FDA's new approach to plant inspections came into force on 1 February 2002. Its focus is on 6 systems concerning the manufacture and control of drug products:

  • The Quality System
  • The Facilities and Equipment System
  • The Materials System
  • The Production System
  • The Packaging and Labelling System 
  • The Laboratory Control System

Fred Blumenschein from CDER says that, by means of the new method, FDA intends to systematise their inspections and improve their focus and efficiency. The improved organisation of FDA 483 documents and Establishment Inspection Reports (EIRs) will represent an added benefit.

Within the framework of Systems Inspections, either a "Full Inspection" (4-system) or an "Abbreviated Inspection" (2-system) will be conducted. What is always inspected is the Quality System and at least one of the remaining systems.

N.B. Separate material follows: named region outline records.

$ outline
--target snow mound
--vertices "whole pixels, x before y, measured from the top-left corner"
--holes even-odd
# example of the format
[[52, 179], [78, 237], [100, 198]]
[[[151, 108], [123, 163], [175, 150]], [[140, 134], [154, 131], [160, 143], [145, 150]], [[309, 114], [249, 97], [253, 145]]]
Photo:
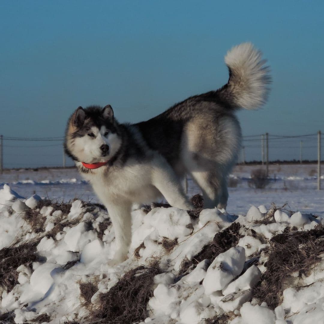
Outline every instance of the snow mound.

Full Inspections are carried out in case of initial inspections, significant changes regarding personnel or operations, and compliance inspections, i.e. if deficiencies in the GMP implementation were found in the past. In other cases, an Abbreviated approach will be taken. The crucial point are no longer the individual profile classes, but different product classes. Of course, if significant deficiencies are found, the individual products or batches are examined. However, also in this case across the system limits.
As in the past, the depth of inspection depends on the significance of the findings. The usual rule is: if one system is non-compliant, all systems are classified as non-compliant. However, a single non-compliance does not necessarily mean that the firm in question loses its compliance status. Should no systems fail, the acceptable GMP status may permit to do without field inspections for some applications. But under certain circumstances Pre-Approval Inspections are still mandatory - independently of the GMP status.

If a Warning Letter has been issued after the last inspection, a Full Inspection will be conducted.
The central point for FDA is the Quality System. According to FDA, the Quality System is the crucial factor for the question whether the other systems interact adequately with one another.

This line of argumentation of FDA is the exact point of reference for an industry comment (Dr S. Nair, QM, Hoffmann-La Roche). It recommends that one should align one's quality system to the 'new' FDA requirements. However, it emphasises that the most important factor for success is advance preparation.

Apart from profound system knowledge, it is essential to have a well-trained inspection team to accompany the FDA inspector.

Source: PDA Letter, August 2002

In the meantime, the first experiences have been made with FDA's System Inspections. Dr Reiner Kirrstetter, Aventis Pharma AG, D-Frankfurt, and Richard M. Bonner, Eli Lilly, UK-Liverpool, reported about them on the occasion of the ECA Education Course "GMP Compliance Auditor" in Hamburg on 16-17 October 2002.

Here some examples:

  • Improvements planned by the firms are not taken into consideration within the framework of System Inspections any more. What is inspected is the current status!
  • Multinational companies that have received a Warning Letter for one location are expected to apply the inspection commitments to all other sites as well.

Different requirements stipulated during FDA System Inspections:

  • Plans, drawings, and organigrammes are official GMP documents; therefore, they are subject to change control procedures and have to be approved by the Quality Unit
  • There is a 7th system: computer validation
  • Internal GMP trainers have to be trained themselves
  • Source Code Review
  • The SOP on preventative maintenance has to define what is to be done in case preventative maintenance dates are missed
  • GMP alarm records have to be approved by the Quality Unit
  • The replacement of GMP-relevant equipment has to be approved by the Quality Unit
  • CAPAs (Corrective Actions/Preventive Actions) have to be included in a failure investigation
  • All GMP training programmes have to be approved by the Quality Unit
  • All contract laboratories have to be audited for every test that they conduct
  • No notice boards with GMP-relevant information in the firms

Both speakers also stressed that a thorough preparation is a key element to an FDA System Inspection. This is, of course, true of all other GMP inspections as well.